I bought my car knowing that road trips would be an infrequent but real inconvenience. With Tesla’s network available now, the anxiety of rolling the CCS dice in unknown lands has lessened considerably. To understand just how this feels, you must first hear about the Before Times.
Lots of apps, few guarantees
I’ve had my Bolt for a little over a year now, completing four road trips that required DC Fast Charging (DCFC). “Fast” is a misnomer with the Bolt, the slowest-charging modern EV, forcing you to plan across battery levels, nearby amenities, pets, and guesses at crowd timing. Every night before a long ride, I’m pinching, zooming, and stressing inside A Better Route Planner, PlugShare, and Google Maps reviews, asking myself if a ChargePoint in a brewery parking lot will deliver 7 or 9 kilowatts per hour.
Despite all this groundwork, I have amassed an impressive collection of fast-charging scars in a year’s time:
- Three different highway stops on Thanksgiving weekend with multi-car lines, endangering our pick-up time at dog boarding
- An Electrify America station where a single car’s terrible parking made every other car occupy two working plug spaces
- Excessive exposure to outlet malls, the EV honeypots with the most reliably working non-Tesla chargers
- A single ChargePoint level 2 charger working (after a long delay) out of four in a hotel parking lot, the only charging spot on a vacation island.

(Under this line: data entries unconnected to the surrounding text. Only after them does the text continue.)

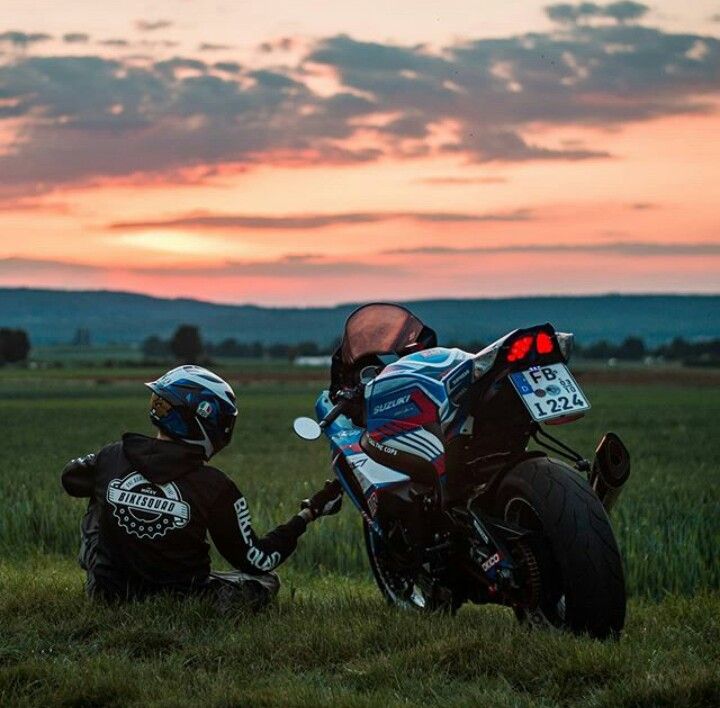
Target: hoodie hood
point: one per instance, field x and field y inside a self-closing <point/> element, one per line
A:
<point x="161" y="461"/>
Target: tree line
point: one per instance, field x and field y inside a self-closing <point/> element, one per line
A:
<point x="187" y="344"/>
<point x="14" y="345"/>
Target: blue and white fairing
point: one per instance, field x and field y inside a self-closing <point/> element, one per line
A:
<point x="405" y="398"/>
<point x="371" y="476"/>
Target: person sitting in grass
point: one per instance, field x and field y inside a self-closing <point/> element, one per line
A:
<point x="153" y="501"/>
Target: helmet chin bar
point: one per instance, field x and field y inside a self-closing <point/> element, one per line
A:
<point x="205" y="443"/>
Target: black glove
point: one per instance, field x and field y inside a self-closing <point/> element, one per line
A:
<point x="325" y="502"/>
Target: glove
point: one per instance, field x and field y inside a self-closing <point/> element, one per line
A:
<point x="78" y="476"/>
<point x="325" y="502"/>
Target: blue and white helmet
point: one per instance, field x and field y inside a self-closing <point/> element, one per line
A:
<point x="192" y="405"/>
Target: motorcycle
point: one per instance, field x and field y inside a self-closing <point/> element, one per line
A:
<point x="431" y="445"/>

- A state-sponsored EV charging spot where two of out five plugs worked, then only one after a mid-charge failure, where a man heading to a Dave Matthews concert begged me to swap this last spot with him so his wife wouldn’t miss the band’s opening song.
It almost doesn’t matter exactly why or how a non-Tesla charger refuses to work. Damaged cables or plugs, busted screens, cellular data drops, app issues, electrical faults—whatever the reason, it will never get fixed in that moment by calling the support number, and now you need a backup plan.
This is how I think Supercharger access is most useful to us, the wretched of the EV earth: a robust backup plan for those tired of the alternatives. Plugging into the country’s most established network requires a none-too-cheap adapter (or finding a rare “Magic Dock” station). You have to find a way to connect a very short cable meant for a specific driver-side-rear-end location to your port. On the Bolt, that’s the middle-front-left, just ahead of the door, possibly the worst place for these cables. You can only charge at third- and fourth-generation chargers. And you have to pay whatever Tesla decides to charge us non-members, which is usually on the costlier side (I’ve paid $0.48 and $0.53 per kilowatt-hour).